A strength of this book is that it tackles a problem from diverse perspectives (law/history/geography); however, as a reader, I was not left with a coherent explanation. While the geography of BC Native reserves is well covered, a better effort at reconciling history and law could have been made. Sound, but extremely muted, disagreements are indicated concerning court pronouncements about “history.” Harris truthfully notes: “Recent judicial statements that Natives suffered no discrimination in their attempts to participate in the fishery are based on a profound misunderstanding of the fishery and its regulation in the late nineteenth and early twentieth centuries” (164). But did the Court ignore historical evidence or did it make such inferences because of plaintiffs’ failure to provide alternate, evidence-based, historical interpretations? Harris concludes that the law turned out to be “a malleable set of ideas” that fortified “the position of the colonial state” and was not “a unitary and coherent body of independent principles” (191). This cogent finding, along with a historical approach to resource disputes, needs to be taken more seriously by those who litigate Aboriginal rights. 

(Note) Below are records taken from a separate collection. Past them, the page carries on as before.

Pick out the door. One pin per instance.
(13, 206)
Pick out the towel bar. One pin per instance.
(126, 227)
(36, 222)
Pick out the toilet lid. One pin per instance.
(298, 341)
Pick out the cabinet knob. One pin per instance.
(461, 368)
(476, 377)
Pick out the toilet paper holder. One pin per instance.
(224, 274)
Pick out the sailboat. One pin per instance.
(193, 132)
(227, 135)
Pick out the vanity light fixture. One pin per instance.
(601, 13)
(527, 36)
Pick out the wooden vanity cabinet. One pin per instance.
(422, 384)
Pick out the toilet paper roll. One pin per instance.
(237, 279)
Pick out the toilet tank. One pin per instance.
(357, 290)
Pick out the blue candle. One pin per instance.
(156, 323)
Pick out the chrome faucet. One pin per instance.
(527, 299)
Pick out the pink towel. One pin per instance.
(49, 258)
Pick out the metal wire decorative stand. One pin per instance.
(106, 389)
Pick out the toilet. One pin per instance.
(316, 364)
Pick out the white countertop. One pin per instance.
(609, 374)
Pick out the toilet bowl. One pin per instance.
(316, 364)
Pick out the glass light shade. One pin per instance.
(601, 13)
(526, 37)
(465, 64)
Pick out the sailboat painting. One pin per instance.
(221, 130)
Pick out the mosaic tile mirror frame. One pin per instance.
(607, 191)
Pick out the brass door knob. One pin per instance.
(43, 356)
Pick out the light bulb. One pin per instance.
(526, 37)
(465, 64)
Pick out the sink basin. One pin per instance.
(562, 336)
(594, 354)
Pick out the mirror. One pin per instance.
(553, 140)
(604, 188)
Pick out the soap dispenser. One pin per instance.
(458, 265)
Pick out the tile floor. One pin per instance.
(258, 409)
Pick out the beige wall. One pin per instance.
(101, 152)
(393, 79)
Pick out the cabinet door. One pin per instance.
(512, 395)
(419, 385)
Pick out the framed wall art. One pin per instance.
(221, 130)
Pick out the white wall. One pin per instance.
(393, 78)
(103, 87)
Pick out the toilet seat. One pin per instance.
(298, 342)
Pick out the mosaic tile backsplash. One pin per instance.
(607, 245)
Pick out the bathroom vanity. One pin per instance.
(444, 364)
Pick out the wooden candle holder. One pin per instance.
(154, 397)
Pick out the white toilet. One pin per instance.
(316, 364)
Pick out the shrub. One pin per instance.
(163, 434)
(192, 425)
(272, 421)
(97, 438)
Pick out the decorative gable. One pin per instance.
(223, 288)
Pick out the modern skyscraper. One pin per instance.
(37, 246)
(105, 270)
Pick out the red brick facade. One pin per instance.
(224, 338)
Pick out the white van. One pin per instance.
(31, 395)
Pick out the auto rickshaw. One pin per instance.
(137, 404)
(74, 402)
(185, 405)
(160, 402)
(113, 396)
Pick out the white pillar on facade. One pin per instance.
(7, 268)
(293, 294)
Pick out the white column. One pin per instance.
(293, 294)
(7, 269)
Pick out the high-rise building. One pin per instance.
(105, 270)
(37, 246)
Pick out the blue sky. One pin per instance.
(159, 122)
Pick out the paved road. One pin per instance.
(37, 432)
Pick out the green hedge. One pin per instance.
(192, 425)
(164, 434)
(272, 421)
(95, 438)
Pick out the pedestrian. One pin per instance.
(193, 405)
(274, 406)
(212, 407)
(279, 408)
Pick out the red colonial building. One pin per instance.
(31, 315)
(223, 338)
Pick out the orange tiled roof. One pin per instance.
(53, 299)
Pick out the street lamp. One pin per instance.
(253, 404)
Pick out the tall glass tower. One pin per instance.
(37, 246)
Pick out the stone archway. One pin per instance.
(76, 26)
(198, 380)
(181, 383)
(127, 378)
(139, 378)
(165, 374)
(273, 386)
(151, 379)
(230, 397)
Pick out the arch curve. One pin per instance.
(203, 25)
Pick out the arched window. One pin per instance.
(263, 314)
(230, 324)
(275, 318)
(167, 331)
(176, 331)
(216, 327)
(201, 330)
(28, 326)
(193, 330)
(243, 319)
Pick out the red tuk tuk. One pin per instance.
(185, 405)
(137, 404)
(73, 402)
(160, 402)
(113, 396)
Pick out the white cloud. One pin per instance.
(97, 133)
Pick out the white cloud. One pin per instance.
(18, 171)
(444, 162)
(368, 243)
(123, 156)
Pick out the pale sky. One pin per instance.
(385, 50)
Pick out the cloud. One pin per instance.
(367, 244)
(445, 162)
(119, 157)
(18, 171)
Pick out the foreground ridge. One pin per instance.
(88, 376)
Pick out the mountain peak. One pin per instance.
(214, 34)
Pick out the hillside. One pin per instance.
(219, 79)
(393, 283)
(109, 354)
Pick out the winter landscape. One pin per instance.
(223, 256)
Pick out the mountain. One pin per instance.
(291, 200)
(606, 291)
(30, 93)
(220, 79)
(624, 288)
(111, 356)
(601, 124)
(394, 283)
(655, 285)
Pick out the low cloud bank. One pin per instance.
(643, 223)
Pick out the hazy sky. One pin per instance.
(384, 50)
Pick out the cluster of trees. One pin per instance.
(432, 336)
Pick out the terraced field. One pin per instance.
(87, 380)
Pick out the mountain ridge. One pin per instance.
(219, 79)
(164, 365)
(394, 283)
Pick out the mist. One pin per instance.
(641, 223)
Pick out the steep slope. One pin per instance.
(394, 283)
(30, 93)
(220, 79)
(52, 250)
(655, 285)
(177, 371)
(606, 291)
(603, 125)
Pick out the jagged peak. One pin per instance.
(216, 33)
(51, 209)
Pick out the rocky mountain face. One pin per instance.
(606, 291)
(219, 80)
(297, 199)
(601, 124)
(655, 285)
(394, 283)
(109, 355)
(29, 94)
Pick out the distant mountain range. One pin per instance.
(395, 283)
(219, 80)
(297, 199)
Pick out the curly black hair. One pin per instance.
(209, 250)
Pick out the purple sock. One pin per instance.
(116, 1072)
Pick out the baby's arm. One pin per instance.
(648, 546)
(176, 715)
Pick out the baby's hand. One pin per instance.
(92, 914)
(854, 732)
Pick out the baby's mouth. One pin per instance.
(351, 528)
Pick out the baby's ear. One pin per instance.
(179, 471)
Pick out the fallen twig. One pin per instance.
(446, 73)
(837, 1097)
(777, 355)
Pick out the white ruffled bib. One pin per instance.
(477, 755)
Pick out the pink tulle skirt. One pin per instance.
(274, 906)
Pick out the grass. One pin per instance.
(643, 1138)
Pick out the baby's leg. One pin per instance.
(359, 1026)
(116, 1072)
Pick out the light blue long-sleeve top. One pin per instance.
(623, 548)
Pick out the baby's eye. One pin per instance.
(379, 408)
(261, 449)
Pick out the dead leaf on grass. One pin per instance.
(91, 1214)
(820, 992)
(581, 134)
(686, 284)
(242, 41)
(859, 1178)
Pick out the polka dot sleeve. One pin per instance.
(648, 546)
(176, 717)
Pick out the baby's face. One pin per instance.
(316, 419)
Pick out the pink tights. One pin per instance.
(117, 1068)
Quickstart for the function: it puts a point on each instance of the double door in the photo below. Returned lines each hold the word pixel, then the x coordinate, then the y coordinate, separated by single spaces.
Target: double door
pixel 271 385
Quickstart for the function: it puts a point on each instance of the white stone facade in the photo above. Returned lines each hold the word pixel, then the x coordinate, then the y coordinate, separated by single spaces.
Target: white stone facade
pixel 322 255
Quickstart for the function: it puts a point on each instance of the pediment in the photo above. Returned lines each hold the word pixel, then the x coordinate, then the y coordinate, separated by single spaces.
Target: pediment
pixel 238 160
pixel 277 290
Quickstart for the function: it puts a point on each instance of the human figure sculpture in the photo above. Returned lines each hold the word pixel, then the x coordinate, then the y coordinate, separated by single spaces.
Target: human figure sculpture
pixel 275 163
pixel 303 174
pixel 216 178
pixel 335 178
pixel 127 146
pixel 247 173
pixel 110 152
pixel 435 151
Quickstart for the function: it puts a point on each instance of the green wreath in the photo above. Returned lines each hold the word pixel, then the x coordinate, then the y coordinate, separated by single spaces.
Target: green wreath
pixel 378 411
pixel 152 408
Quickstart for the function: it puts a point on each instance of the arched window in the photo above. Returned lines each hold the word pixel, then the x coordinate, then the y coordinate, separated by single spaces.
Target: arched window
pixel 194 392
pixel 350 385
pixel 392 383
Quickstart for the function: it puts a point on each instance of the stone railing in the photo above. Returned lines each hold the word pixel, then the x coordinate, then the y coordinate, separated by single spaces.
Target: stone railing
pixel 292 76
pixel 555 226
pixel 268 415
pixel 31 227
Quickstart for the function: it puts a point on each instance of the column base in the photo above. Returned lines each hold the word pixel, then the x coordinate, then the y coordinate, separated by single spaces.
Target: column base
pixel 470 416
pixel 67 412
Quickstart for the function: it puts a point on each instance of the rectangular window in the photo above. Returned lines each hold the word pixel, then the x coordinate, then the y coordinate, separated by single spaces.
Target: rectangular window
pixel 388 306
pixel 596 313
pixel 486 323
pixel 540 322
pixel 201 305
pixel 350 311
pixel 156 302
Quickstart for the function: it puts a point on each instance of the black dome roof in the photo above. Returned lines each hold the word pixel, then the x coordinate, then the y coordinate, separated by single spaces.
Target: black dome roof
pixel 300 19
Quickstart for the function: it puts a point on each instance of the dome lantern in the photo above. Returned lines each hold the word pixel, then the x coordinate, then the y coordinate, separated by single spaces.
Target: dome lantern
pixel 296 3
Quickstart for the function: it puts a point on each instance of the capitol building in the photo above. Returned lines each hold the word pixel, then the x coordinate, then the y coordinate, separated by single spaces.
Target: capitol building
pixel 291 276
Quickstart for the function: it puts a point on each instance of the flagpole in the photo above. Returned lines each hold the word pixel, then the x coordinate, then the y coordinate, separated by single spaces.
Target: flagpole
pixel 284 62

However, Harris sees the legal process as entirely driven by the state and for state purposes, a natural inclination of the legally trained, and thus “settlement” is the sole purpose of the colonial state. Jabs are taken at “private property,” “colonial theatre,” “state power,” “settlers,” and so on – all of which are the makings of a growing orthodoxy among Canadian historians based on characterization by narrative. Harris then seems somewhat surprised when he discovers that, “in this corner of empire, the body of law governing relations between Natives and new-comers established over several centuries of interaction in North America and overseas, was all but ignored” (190). While the knowledge of why such a discrepancy existed will not be found in legal studies, Landing Native Fisheries is a significant accomplishment. 

[1] “Regulations Relating to Fishing in Manitoba and the North West Territories, 8 May 1894,” Canada Gazette 27, 48 (26 May 1894) (emphasis added).